These codecs try to drop information in such ways that it's specifically as
inaudible as possible to humans.

So, you could easily have an encoding which sounds worse than a different
encoding, even though it's actually bitwise closer to the original.

For example, humans hear very bad above 20 kHz, so you can pretty safely drop
any information about sounds above that. A bad codec would keep that
information around and instead drop something in the usually audable range.
And then it'd sound worse, even though it's really close bitwise to the
original, from all the information it didn't drop above 20 kHz.

So, yeah, you actually need humans to rate the quality.

------
lnanek2
Seems really opinionated, in a bad way:

> rates are internally converted to 48 kHz

> only frequencies up to 20 kHz are encoded.

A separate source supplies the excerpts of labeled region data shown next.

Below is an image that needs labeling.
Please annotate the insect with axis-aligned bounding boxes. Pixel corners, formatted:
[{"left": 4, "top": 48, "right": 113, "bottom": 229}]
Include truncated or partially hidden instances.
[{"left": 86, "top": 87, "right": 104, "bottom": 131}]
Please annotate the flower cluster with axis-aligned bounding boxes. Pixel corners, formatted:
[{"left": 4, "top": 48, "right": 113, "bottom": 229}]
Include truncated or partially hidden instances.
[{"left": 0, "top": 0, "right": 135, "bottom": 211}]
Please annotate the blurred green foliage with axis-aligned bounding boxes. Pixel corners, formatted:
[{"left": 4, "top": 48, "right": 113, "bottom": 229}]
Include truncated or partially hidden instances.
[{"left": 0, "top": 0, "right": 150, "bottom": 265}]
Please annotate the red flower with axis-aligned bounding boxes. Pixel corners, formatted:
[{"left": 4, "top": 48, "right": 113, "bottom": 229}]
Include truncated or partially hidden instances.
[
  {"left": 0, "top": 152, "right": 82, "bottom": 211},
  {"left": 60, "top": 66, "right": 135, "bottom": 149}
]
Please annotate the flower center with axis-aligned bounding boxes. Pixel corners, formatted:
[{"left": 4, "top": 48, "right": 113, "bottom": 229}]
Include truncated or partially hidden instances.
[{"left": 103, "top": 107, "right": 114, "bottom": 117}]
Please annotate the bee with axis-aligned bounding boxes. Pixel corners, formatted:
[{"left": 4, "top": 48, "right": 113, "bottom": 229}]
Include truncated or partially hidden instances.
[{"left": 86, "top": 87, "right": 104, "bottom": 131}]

> In particular, software developers should not use Opus Custom for 44.1 kHz
> support

There are times when I need to not drop non-audible frequencies. Like when my
microphone is on one system and my voice recognition is on another, voice
recognition needs the full spectrum for accuracy. There are times when I need
44.1kHz and not 48 kHz, like on an embedded system with everything running at
that and no performance left for converting or extra PCM channels for playing
with different settings at once.

They keep saying it is designed for the internet, but did they miss the fact
that all major players now have voice assistants like Siri, Google Assistant,
Cortana? Did they miss the fact that more and more sensors are cheap embedded
throwaway IoT devices? It's like it is designed for the internet of the 90s.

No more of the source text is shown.